L’ouverture commence par une dialectique entre la Russie et l’Occident, à travers la rencontre d’un homme et d’une femme qui mettent en miroir deux disciplines des arts : l’opéra et la littérature. L’attraction entre le chant et les mots, en quelque sorte, mais avec le primat accordé à la voix et son aspect spectaculaire, les livres se confondant plutôt avec le silence et la solitude. L’auteur ne se cache pas mais cherche vainement à comprendre les ressorts de l’affect qui, pour une large part, nous dépassent. La singularité de Millet, sans la moindre préméditation, touche à l’universel, du moins en Occident. C’est l’un des aspects les plus saillants du roman, qui se décline selon une constante spéculation sur les faits et les intentions, transformant l’auteur en psychanalyste de lui-même. Mieux : en moraliste, à l’image de Laclos ou de Nabokov qui sont les ombres du roman.
On retrouve la longueur de phrases proustiennes qui tentent de ne pas se perdre dans la mouvance du temps, entre le retour du souvenir et le danger de l’oubli.
Si l’auteur a conscience des achoppements entre son amante et lui, il omet de mentionner les paramètres extérieurs et non des moindres que sont les contextes économique et historique, un monde libéral qui fait peser sur l’individu des pressions insoutenables se répercutant sur le couple. Dolores - la nouvelle douleur - le paiera au prix fort : archétype de l’abandon ou de la décomposition familiale, prémices de femme déjà modelée par le contexte, elle se perdra dans une autodestruction qui résonne comme la fin anticipée du roman, comme un trou dans la narration. Oui, la brutalité de cette béance soudaine et totalement inattendue remet en cause la narration elle-même. La fille de l’amante ne se sacrifie pas : elle ne peut lutter, seule, contre l’aspiration du nihilisme qui touche une grande partie de la jeunesse occidentale, déboussolée par l’éclatement de la famille et l’offre idéaliste quasiment réduite à néant par le monde marchand.

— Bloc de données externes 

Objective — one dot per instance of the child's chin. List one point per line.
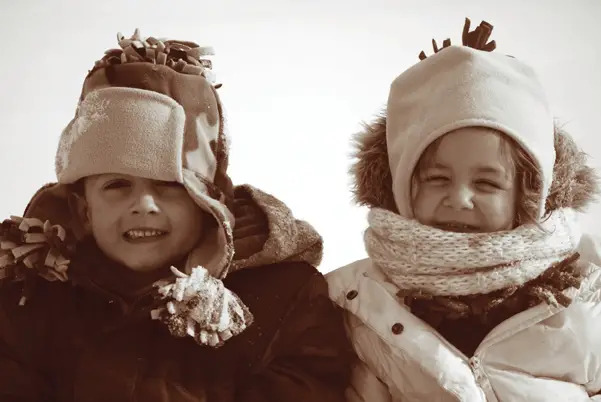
(145, 264)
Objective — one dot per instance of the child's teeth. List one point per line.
(134, 234)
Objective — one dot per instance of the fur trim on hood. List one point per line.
(574, 184)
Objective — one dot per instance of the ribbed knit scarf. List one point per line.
(422, 258)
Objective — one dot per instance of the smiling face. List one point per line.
(466, 183)
(141, 223)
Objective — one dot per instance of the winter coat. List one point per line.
(85, 342)
(541, 354)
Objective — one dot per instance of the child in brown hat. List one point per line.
(144, 274)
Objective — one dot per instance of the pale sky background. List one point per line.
(299, 77)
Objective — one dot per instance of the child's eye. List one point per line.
(436, 179)
(488, 185)
(116, 185)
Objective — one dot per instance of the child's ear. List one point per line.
(81, 222)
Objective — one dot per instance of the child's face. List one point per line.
(467, 184)
(141, 223)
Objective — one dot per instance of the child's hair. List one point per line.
(527, 176)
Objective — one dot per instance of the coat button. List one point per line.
(352, 294)
(397, 328)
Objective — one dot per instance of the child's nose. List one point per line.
(460, 197)
(145, 204)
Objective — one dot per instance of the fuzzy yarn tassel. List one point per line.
(30, 247)
(200, 306)
(182, 56)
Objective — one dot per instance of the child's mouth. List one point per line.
(143, 235)
(456, 227)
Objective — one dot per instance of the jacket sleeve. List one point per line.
(310, 357)
(366, 387)
(20, 380)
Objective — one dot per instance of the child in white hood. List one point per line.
(474, 289)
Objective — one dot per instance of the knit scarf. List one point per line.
(421, 258)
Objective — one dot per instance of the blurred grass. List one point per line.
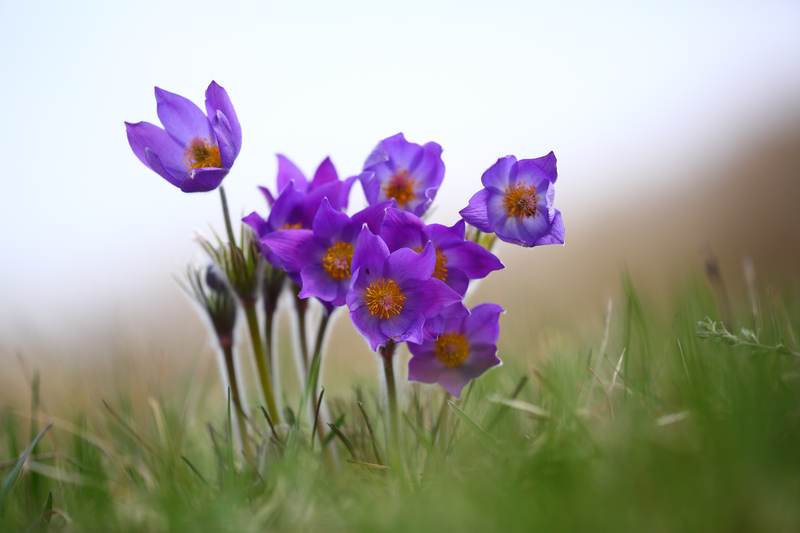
(646, 427)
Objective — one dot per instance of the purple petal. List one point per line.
(143, 136)
(291, 247)
(500, 175)
(482, 326)
(204, 179)
(407, 265)
(328, 222)
(476, 212)
(401, 229)
(288, 173)
(472, 259)
(370, 254)
(224, 122)
(182, 119)
(325, 172)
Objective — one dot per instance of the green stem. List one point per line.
(227, 216)
(233, 382)
(264, 374)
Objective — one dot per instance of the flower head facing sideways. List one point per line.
(394, 293)
(459, 346)
(516, 202)
(194, 150)
(406, 172)
(457, 260)
(322, 256)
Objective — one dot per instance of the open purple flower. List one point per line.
(457, 260)
(516, 202)
(322, 256)
(195, 150)
(459, 347)
(405, 172)
(392, 294)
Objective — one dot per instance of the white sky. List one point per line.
(605, 85)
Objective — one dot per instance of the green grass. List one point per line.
(684, 432)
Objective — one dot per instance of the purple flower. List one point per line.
(322, 256)
(405, 172)
(195, 150)
(392, 294)
(516, 202)
(457, 260)
(459, 347)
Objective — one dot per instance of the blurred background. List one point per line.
(677, 130)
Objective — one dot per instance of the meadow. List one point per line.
(683, 417)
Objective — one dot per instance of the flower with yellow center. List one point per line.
(451, 349)
(202, 154)
(520, 201)
(336, 261)
(384, 298)
(400, 187)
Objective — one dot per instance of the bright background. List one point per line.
(649, 108)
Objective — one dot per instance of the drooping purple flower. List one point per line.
(457, 260)
(516, 202)
(392, 294)
(322, 256)
(195, 150)
(405, 172)
(459, 346)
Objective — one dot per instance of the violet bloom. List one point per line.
(322, 256)
(457, 260)
(405, 172)
(459, 347)
(516, 202)
(392, 294)
(195, 150)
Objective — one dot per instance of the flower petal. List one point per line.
(182, 119)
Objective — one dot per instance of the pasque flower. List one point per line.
(459, 346)
(457, 260)
(195, 150)
(322, 255)
(408, 173)
(516, 202)
(393, 293)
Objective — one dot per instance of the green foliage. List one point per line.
(677, 423)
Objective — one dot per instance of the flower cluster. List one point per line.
(401, 279)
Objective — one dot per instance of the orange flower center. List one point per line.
(400, 187)
(202, 154)
(520, 201)
(440, 270)
(452, 349)
(336, 260)
(384, 298)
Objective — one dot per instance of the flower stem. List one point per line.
(264, 374)
(233, 383)
(227, 216)
(387, 355)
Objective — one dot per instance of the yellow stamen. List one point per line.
(202, 154)
(520, 201)
(400, 187)
(336, 260)
(384, 298)
(452, 349)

L’ambiguïté du désir pour Dolorès - et réciproquement - montre, une fois de plus, l’essence primitive d’éros, ses racines sauvages voire archaïques, surmontées seulement par l’invention de la civilisation. Richard Millet traverse des contrées indécentes, pornographiques puisque la broderie de sa souffrance personnelle et de celle des deux femmes rejoint la clarté immaculée du jour, sa nudité, sa crudité, dans une déflagration cathartique. Mais cette obscénité tâche de se transformer en œuvre d’art pour mieux accepter le mystère des liens affectifs et comprendre la complexité de leurs enjeux. Dans ce livre, l’auteur est un amant errant qui réfracte l’inexistence sociale de l’écrivain d’aujourd’hui - d’autant plus doué - , un errant volontiers sensible à l’autoflagellation. La figure christique de Millet le transforme paradoxalement en romain, oui, en homme antique prêt à endurer les plus grandes et douloureuses épreuves, habitué à la frugalité, habitué au combat, comme tendrait à le prouver la texture de l’incipit, digne d’un général rapportant ses mémoires : " Je crois avoir vécu. J’ai connu les travaux des champs et ceux de la guerre ; et j’ai écrit des livres. J’ai souvent été seul. J’ai aimé plusieurs femmes ". Un légionnaire qui redevient le fils de Dieu dès lors que la capitulation envahit son cortex, bien loin, ainsi, de l’abnégation romaine symbolisée par l’obsession de la victoire qui seule garantit l’honneur suprême …
La dynamique du roman connaît une soudaine accélération, aux deux-tiers de son développement, dès lors que l’éditrice de l’auteur refuse la première restitution. Une femme, encore, guide l’amant errant, cette fois-ci vers un plus grand engagement narratif qui verra les personnages principaux apparaître sous la forme de diamants : de la matière pure, noble, traversée par une nouvelle narration qui semble cerner le parcours de chacun dans une lucidité assumée. Une incandescence enfin touchée.
La trajectoire de l’auteur - un homme à l’intersection de deux femmes - ne peut qu’inciter le lecteur à adopter une attitude compassionnelle.
La compassion … Richard Millet en possède sûrement, en chrétien atypique qui paraît osciller, en permanence, entre l’amour du Christ et celui des femmes.